Gennadij Nikolaewitsch Stscherba

geb. 05.10.1988

Diagnose: angeborene Hypoplasie der interkostalen Muskeln rechts (Verkürzung der Zwischenrippenmuskeln), Missbildung der Finger und Rippen, Skoliose 11. Grad -soweit ich das beurteilen kann, ist Gennadis Oberkörper völlig schief und verwachsen und seine Finger ebenfalls nur teilweise ausgebildet.

Zur Familie gehört noch Wowa, zwei Jahre älter als sein Bruder. Der Vater, Nikolai arbeitet als Elektroschweißer. Die Mutter Galina ist Hausfrau, sie versorgt die Kinder.

Beschämend für uns Helfer ist die unendliche Dankbarkeit und Gastfreundschaft der Menschen in Weißrussland. Da vergisst man alle Strapazen der Vorbereitung und des Transportes schnell.

Bei meiner letzten Fahrt im Oktober 2010 konnte ich deutlich sehen, dass die Not und Probleme schon wieder größer geworden sind. Ich bin vielen verschiedenen Menschen begegnet. Allen helfen unsere Gaben zum Überleben. Doch mindestens ebenso wichtig ist der damit verbundene persönliche Kontakt, das Interesse und Mitgefühl, der Brief, die Freundschaft und Beziehung nach Greiz. Selbst im eigenen Ort und Land gibt es kaum Verständnis, Hilfe und Erleichterung für diese Menschen.

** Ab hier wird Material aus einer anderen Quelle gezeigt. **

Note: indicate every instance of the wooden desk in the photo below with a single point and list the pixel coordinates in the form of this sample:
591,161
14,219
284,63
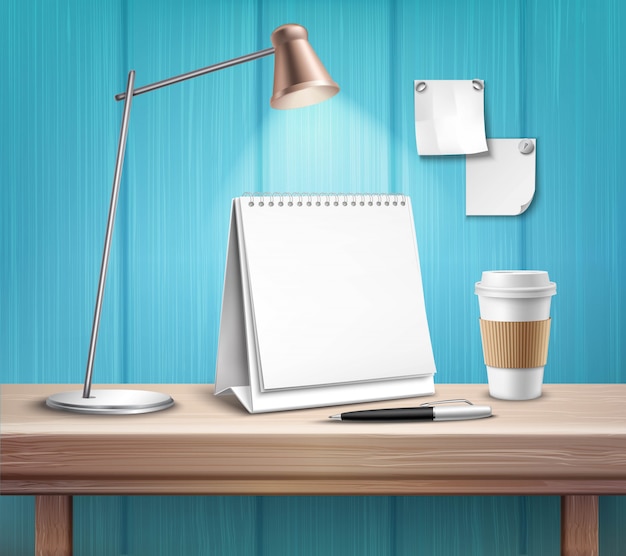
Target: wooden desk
570,442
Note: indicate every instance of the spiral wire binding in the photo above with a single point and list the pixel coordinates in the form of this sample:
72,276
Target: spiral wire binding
325,199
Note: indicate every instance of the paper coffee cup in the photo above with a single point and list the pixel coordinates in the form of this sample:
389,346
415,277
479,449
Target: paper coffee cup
515,330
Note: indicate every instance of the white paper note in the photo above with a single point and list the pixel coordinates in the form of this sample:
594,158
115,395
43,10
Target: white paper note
501,181
450,117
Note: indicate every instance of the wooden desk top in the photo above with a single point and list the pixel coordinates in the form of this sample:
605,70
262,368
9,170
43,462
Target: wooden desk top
572,440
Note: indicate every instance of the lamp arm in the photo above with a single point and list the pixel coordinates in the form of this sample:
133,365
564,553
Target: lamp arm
117,177
198,72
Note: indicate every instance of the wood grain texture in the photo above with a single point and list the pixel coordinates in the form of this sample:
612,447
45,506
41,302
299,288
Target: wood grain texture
579,532
53,525
563,442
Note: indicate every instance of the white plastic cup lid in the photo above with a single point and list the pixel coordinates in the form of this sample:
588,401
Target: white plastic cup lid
515,283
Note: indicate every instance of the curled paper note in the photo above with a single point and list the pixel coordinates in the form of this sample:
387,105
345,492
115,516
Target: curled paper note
501,181
450,117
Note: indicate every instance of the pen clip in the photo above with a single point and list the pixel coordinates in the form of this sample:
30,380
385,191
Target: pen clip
441,402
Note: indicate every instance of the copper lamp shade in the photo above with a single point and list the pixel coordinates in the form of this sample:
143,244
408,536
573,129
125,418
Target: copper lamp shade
300,79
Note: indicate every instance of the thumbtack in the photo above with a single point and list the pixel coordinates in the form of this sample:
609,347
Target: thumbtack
526,146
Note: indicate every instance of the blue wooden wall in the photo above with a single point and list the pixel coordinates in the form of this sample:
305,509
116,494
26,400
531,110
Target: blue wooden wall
553,70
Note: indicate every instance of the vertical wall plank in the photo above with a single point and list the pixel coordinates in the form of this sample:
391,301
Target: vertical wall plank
53,531
579,525
574,86
455,40
329,525
192,147
478,525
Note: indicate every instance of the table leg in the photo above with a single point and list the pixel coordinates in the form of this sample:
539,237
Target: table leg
53,525
579,525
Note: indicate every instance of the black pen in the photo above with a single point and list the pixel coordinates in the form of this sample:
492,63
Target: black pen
424,413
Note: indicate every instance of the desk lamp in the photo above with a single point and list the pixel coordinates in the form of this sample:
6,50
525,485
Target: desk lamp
300,80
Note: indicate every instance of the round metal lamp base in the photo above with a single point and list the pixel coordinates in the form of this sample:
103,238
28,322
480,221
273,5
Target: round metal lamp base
111,402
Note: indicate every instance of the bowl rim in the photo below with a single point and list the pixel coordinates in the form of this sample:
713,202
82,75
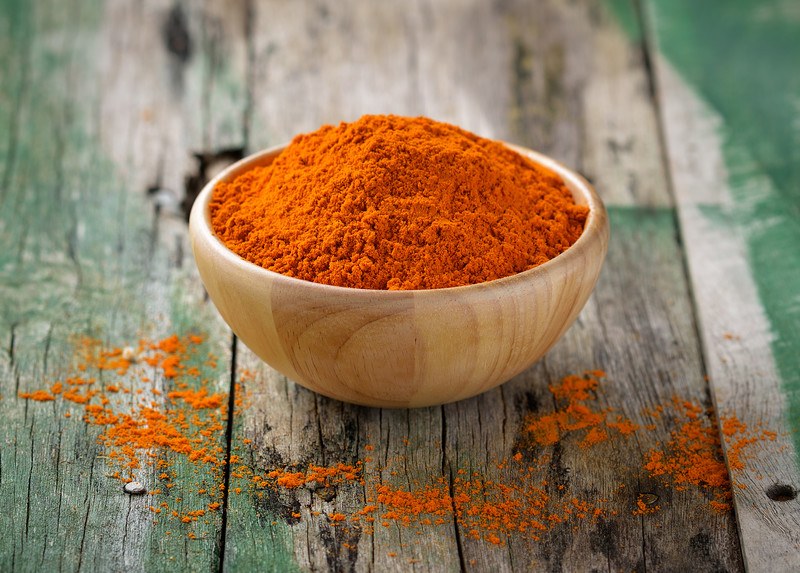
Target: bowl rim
594,228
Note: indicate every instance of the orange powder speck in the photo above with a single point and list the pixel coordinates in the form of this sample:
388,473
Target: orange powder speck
643,509
38,396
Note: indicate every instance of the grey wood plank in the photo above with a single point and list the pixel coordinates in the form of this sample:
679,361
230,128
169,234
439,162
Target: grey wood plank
729,203
563,79
102,107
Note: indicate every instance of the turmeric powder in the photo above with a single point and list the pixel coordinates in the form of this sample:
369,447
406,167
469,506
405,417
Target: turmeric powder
189,423
390,202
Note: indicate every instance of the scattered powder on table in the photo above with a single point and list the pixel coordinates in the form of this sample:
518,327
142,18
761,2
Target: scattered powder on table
390,202
146,432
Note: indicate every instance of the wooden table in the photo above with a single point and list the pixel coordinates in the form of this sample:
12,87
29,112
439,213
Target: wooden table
682,113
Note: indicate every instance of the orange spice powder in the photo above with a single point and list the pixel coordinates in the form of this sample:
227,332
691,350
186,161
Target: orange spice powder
390,202
189,422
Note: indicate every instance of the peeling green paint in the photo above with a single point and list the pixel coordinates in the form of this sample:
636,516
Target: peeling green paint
742,59
78,256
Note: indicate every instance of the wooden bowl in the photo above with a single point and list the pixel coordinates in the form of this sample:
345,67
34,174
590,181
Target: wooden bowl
400,348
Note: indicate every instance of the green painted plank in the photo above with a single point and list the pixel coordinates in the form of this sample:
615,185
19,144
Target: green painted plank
85,252
755,94
562,78
725,74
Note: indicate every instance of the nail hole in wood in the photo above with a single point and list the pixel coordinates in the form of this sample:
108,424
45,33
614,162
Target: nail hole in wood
781,492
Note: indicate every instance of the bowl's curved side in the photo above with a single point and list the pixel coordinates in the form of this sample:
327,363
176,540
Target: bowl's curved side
401,348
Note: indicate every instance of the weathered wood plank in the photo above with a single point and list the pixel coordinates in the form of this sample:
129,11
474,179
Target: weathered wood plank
100,109
560,78
733,155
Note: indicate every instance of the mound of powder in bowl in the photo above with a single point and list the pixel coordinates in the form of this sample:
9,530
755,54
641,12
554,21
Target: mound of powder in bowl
389,202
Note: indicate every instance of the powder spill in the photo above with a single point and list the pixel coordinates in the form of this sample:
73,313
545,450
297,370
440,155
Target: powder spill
141,427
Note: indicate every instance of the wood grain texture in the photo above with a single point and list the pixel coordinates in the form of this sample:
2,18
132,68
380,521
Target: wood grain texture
721,202
101,120
519,72
400,348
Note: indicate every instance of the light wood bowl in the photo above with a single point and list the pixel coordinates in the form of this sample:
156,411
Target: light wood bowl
400,348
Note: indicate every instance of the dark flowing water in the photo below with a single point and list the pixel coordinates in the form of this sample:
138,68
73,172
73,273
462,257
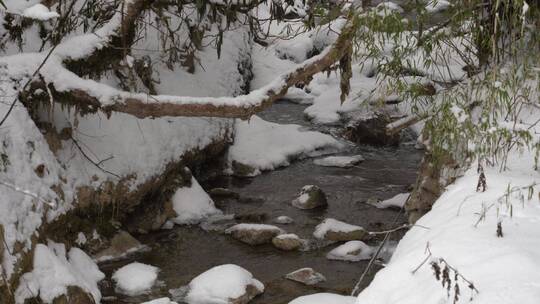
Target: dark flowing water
184,252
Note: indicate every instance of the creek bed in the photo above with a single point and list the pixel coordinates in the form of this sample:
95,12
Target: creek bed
184,252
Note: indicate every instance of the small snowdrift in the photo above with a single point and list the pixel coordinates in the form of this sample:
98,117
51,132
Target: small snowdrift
260,145
223,284
324,298
193,204
53,272
352,251
339,161
135,278
503,269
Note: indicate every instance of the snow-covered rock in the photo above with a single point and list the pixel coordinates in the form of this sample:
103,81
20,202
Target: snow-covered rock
135,278
324,298
260,145
306,276
310,197
283,220
223,284
254,234
288,242
122,244
192,204
339,161
435,6
334,230
54,272
160,301
352,251
397,201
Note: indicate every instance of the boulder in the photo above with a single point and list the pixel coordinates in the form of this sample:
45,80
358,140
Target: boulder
337,231
310,197
254,234
306,276
283,220
352,251
230,284
288,242
121,245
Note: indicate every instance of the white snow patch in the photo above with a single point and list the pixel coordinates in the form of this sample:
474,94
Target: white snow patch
331,224
135,278
339,161
265,145
503,269
54,271
192,204
160,301
324,298
352,251
435,6
40,12
221,283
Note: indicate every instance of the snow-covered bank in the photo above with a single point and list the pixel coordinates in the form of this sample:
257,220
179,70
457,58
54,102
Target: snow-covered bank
463,231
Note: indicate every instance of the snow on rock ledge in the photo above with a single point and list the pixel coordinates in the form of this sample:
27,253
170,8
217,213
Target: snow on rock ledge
324,298
224,284
260,145
504,270
135,278
53,273
335,230
193,204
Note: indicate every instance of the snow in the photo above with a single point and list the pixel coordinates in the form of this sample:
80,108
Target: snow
135,278
160,301
503,269
283,219
246,226
435,6
348,252
54,271
192,204
397,201
265,145
324,298
219,284
339,161
40,12
331,224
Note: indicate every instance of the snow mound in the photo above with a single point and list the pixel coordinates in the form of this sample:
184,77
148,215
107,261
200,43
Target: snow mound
398,201
40,12
192,204
352,251
135,278
324,298
330,224
339,161
221,284
53,272
265,145
462,230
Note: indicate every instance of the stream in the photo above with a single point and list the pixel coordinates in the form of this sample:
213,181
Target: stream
184,252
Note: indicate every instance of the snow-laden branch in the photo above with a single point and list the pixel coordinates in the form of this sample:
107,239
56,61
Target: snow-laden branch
68,87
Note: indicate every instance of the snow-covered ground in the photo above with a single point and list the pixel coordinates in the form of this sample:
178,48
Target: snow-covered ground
462,230
264,145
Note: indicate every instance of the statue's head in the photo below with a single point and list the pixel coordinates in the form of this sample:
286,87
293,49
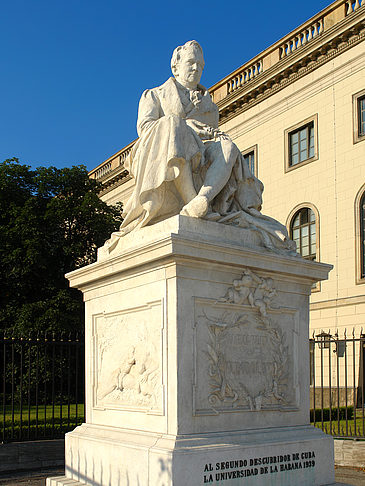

Genas derzeitige Situation (Oktober 2010):

Gena hat die Schule mit einem guten Abschluss beendet und danach einen Beruf gelernt. Erarbeitet seitdem in der Fabrik zur Herstellung von Küchenherden. Er ist Facharbeiter in der Abteilung für die Fertigung der Ceranfelder und verdient einen absoluten Spitzenlohn – 250 € im Monat. Dieser ist aber auch entsprechend schwer verdient. Da Gena nun erwachsen ist, musste/muss er sich abschließenden korrigierenden Operationen an seinem Skelett unterziehen. Allein für 2 Wochen Krankenhausaufenthalt muss er einen ganzen Monatslohn bezahlen. Nur für die Materialkosten der Implantate werden ihm 5000 € berechnet. Dafür hat er einen Kredit aufgenommen. Doch wie er die nächste OP bezahlen soll ist nicht geklärt. Unter diesen Bedingungen ist nur wegen seiner Krankheit sein weiteres Leben eingeschränkt – er wird über viele Jahre die Kredite abzahlen müssen und kann deshalb keine Familie und kein eigenes Heim gründen. Von den Spendengeldern konnte ich ihm bisher nur kleine Beträge geben. Ich habe dies nur am Rande aufgrund meiner Russischkenntnisse mitbekommen und Gena hat in keiner Weise „gebettelt“ Ich kenne ihn seit 2000, er ist ein guter Junge und verdient einen besseren Start ins Leben. Deshalb bitte ich um großzügige Geldspenden für ihn. Das Geld wird persönlich in bar übergeben.

Kurzinformationen:

1 € etwa 12500  BYR (weißrussische Rubel, offiziell) Stand Oktober 2011

Durchschnittslohn monatlich        etwa 70 – 90 €

Inflationsrate für das Jahr 2011   mehr als 100%

Medizinische Versorgung muss unabhängig vomEinkommen noch vor Beginn jedweder Behandlung bar bezahlt werden. Nur jedes 10. Kind ist gesund, nur 2,5 % der Kinder der 2. Tschernobylgeneration kommen gesund zur Welt. Die inländischen Lebensmittel sind mit Cäsium – 137 kontaminiert, 20 % der Milch sind selbst für Erwachsene gefährlich.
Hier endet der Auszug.